In her book, Bodies, psychotherapist Susie Orbach (2009) remarks on how the relationship between body and self in Western culture has changed over time. Before industrialization, our bodies were used to make things. Working class bodies allowed farmers to plant, tend, and harvest their crops; craftsmen used their bodies to manipulate wood, metal, stone, and fabric to create the objects needed to survive. The body image that is upheld as ideal today—thin, tan and muscular—was the result of the daily physical labor of the working class and the poor. Today this visual aesthetic plasters the covers of magazines, television, and the internet, but it carries a different meaning. A body that is lean, tan, and muscular shows that a person has the resources, time, and privilege to work on their body. Bodies are no longer used to make things; instead we are encouraged to make our bodies, as “Our bodies are and have become a form of work. The body is turning from being the means of production to the production itself” (Orbach, 2009 p. 8).
These days our bodies often act as a vehicle to share things about our identities with other people. The color of our skin, the shape of our features, our hair and eye color, the way we dress, how we carry ourselves, and even the jewelry we wear often act as a way to tell others about our race, ethnicity, cultural background, age, socioeconomic status, gender, sexual orientation, relationship status, and our personal values. Some of these aspects we have control over, and others we don’t. Because it’s so entrenched in our lives we often forget that the visual body that we share with others is carefully crafted through the choices we make.
This brief discussion of the connections between identities and bodies only begins to touch on some of the deeper issues that people experience while navigating this intersection. For example, the way that women’s bodies have been sexualized or desexualized depending on race, class, and culture marks women as objects and impacts how women see themselves and the world around them. This objectification is perpetuated by sexism, and continues to control the lives of both men and women by creating unrealistic expectations and a hierarchical power dynamic kept in check by popular media.
More and more objectification is also beginning to be applied to men’s bodies.

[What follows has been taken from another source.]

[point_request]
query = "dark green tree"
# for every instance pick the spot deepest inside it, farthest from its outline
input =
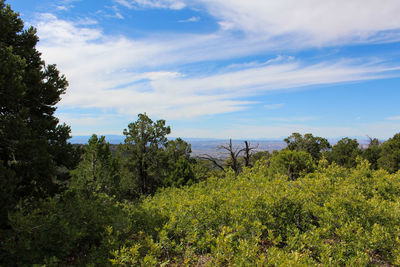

The meaning of “body image” is shifted from a personal understanding and relationship with our bodies, to a terrible dilemma filled with shame and guilt. But what if our relationship with our bodies focused on being in them instead of how we look in them? What if we were able to be more aware of how our bodies felt and less aware of how others perceived them?
Our bodies shape our identity, and our identity is intricately linked with the body that we were born into. Exploring these connections can open up new areas of understanding and integration as we struggle to navigate intersecting identities in a polarized world.
References:
Orbach, S. (2009). Bodies. New York: Picador.